Lourdes es paciente de fisioterapia desde hace muchos años y comparte en este testimonio su experiencia personal con el síndrome de boca ardiente, un cuadro diagnosticado hacía cinco o seis años que le provocaba una sensación constante de ardor y quemazón en la boca y la lengua. Relata que, tras acudir a numerosos especialistas, le habían transmitido que no existía un tratamiento para su caso.
Cuenta que decidió abordarlo con la fisioterapeuta María González mediante neuromodulación no invasiva. La profesional explica que plantearon objetivos a nivel global para tratar de incidir en ese síndrome, dedicando además parte de algunas sesiones a una artrosis de cadera que Lourdes ya tenía diagnosticada y que cuida con movilidad, ejercicio y una vida saludable.

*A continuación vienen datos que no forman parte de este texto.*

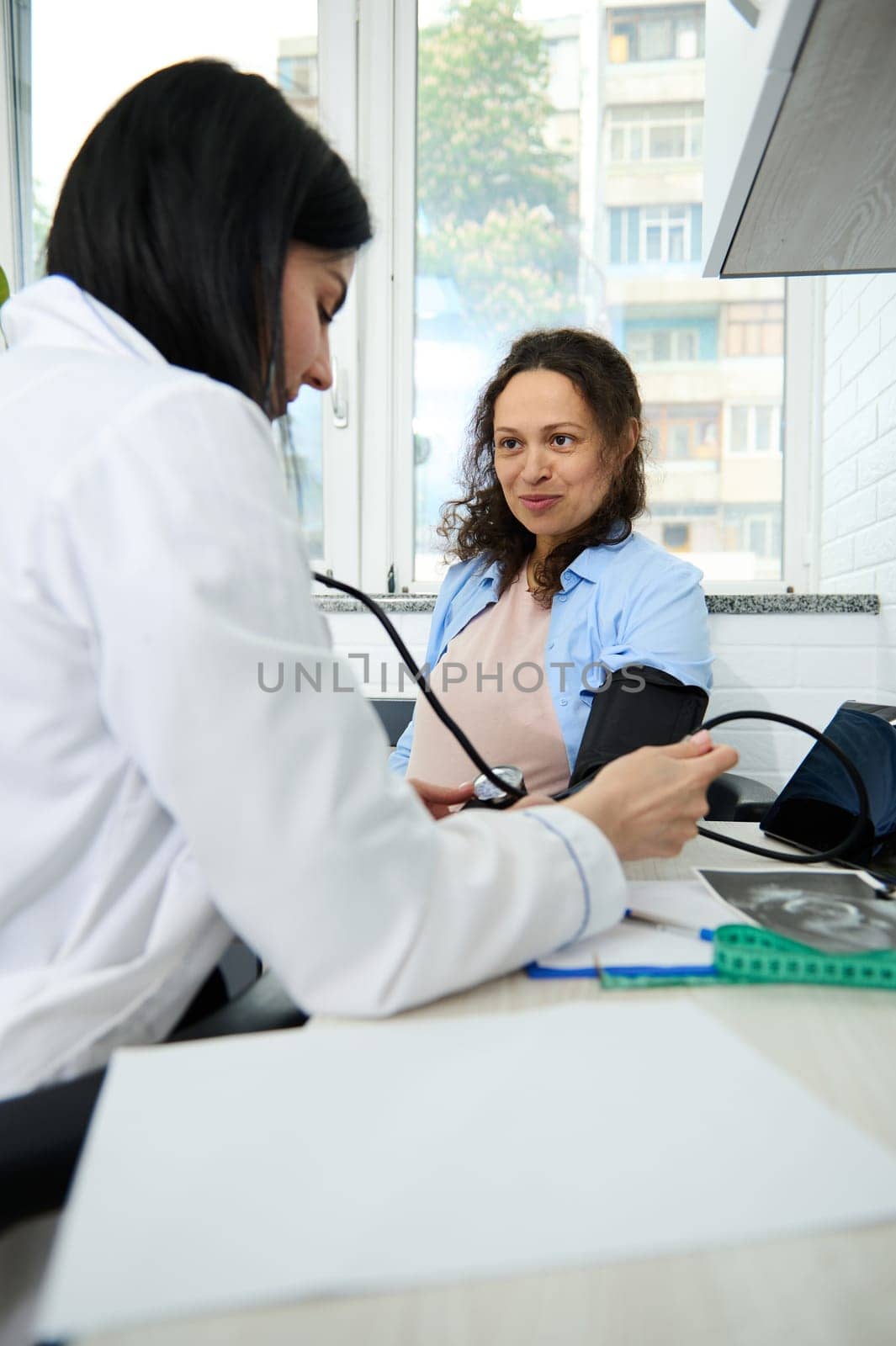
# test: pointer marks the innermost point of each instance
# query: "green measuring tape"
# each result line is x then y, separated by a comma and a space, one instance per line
745, 953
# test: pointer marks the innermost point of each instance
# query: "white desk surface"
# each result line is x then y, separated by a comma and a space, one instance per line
829, 1290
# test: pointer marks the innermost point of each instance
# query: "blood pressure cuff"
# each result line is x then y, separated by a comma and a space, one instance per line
637, 707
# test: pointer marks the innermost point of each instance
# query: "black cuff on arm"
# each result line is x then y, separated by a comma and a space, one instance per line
635, 708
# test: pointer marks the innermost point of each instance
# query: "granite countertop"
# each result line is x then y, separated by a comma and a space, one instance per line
740, 605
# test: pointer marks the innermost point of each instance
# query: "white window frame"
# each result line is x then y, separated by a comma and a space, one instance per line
338, 54
15, 141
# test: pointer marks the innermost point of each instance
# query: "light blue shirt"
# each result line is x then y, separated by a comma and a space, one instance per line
620, 605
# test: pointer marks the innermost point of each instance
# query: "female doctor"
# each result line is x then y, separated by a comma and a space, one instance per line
155, 794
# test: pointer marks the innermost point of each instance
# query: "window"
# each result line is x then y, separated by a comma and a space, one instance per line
655, 132
298, 74
520, 226
681, 432
755, 430
654, 235
657, 34
646, 345
755, 529
677, 538
755, 329
494, 215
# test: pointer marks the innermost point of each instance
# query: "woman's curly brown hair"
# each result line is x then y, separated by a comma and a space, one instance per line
480, 522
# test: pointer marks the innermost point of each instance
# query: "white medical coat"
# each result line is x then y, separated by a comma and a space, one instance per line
154, 798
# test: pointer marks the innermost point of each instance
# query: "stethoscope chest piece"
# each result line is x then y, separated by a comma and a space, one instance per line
486, 793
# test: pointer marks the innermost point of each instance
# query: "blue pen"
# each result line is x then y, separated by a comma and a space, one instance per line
671, 926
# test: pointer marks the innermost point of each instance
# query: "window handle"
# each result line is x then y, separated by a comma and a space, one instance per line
339, 395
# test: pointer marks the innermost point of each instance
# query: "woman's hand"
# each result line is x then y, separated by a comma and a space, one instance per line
440, 798
649, 803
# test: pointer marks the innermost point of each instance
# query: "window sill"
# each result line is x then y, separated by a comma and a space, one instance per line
734, 605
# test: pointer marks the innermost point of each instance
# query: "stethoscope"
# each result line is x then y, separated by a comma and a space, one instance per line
500, 787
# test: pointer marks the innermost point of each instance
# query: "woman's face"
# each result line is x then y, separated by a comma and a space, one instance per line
549, 455
314, 289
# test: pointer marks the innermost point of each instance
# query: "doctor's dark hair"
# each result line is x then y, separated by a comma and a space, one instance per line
178, 212
480, 522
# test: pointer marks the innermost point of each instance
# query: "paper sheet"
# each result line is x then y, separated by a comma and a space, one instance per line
248, 1171
630, 946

Lourdes describe una evolución muy favorable: cuenta que empezó a notar cambios pronto, y que con un bono de diez sesiones llegó a no sentir ya ningún síntoma en la boca, hasta el punto de no recordar la molestia que había arrastrado durante años. Menciona además un beneficio añadido en la cadera, con mayor movilidad que le permite practicar pilates con más comodidad. Concluye recomendando su experiencia, subrayando lo incómodo que resultaba convivir a diario con esa sensación de ardor.